En effet, 177 projets ont été soumis à cette occasion, et au bout d’une sélection rigoureuse, 12 ont été retenus. Il a fait remarquer qu’après l’étape de sélection, le Comité de Pilotage du PMF/FEM a dû faire le suivi afin de s’assurer que les structures dont les projets ont été sélectionnés disposent des capacités pour la mise en œuvre desdits projets.
Les projets retenus ont été intégrés à un réseau mondial de 11500 microprojets visant à améliorer la gestion de l’environnement dans le monde. Dans ces conditions, a prévenu l’orateur, deux défis devront être relevés à savoir :
• prouver aux yeux de la communauté internationale que le Togo est prêt pour participer au mécanisme du PMF/FEM, 18 ans après son lancement au niveau mondial et
• démonter que le PMF/FEM est un espoir pour les organisations à la base.

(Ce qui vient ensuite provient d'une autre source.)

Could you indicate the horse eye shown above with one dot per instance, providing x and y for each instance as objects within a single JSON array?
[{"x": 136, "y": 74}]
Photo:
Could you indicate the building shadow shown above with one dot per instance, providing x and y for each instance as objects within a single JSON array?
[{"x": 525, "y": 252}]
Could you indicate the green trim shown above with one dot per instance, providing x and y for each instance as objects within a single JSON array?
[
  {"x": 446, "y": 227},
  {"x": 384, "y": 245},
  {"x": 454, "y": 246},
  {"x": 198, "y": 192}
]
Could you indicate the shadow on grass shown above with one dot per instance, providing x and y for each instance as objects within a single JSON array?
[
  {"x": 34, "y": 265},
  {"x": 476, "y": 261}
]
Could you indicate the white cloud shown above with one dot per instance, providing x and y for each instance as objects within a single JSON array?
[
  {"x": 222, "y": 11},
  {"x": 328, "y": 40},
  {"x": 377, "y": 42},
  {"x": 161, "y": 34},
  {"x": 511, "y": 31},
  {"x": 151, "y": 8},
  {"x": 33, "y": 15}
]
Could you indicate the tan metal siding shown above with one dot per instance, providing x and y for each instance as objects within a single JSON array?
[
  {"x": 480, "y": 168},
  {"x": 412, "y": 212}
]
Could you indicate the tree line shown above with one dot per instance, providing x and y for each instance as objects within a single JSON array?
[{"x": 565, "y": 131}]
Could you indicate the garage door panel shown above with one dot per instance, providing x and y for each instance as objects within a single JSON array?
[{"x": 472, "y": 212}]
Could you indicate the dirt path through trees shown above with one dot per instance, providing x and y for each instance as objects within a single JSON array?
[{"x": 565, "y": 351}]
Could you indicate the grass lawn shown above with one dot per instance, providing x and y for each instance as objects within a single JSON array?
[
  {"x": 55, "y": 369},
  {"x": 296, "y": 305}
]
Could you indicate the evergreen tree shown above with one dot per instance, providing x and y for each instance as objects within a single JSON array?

Pour cela, chaque structure a non seulement le privilège de capitaliser le présent financement, mais aussi de parvenir à mobiliser des financements additionnels.
Une demi-douzaine de modules ont été présentés aux participants. Le but est de favoriser la mise en œuvre et la gestion efficaces des projets du PMF/FEM.
L’atelier a pris fin avec la signature des conventions de financement.
Il s’agit de l’acte juridique passé entre le Programme des Nations Unies pour le Développement (PNUD) et les premiers responsables des 12 structures ayant bénéficié de l’appui dans la cadre du 1er Appel à Proposition du PMF/FEM au Togo.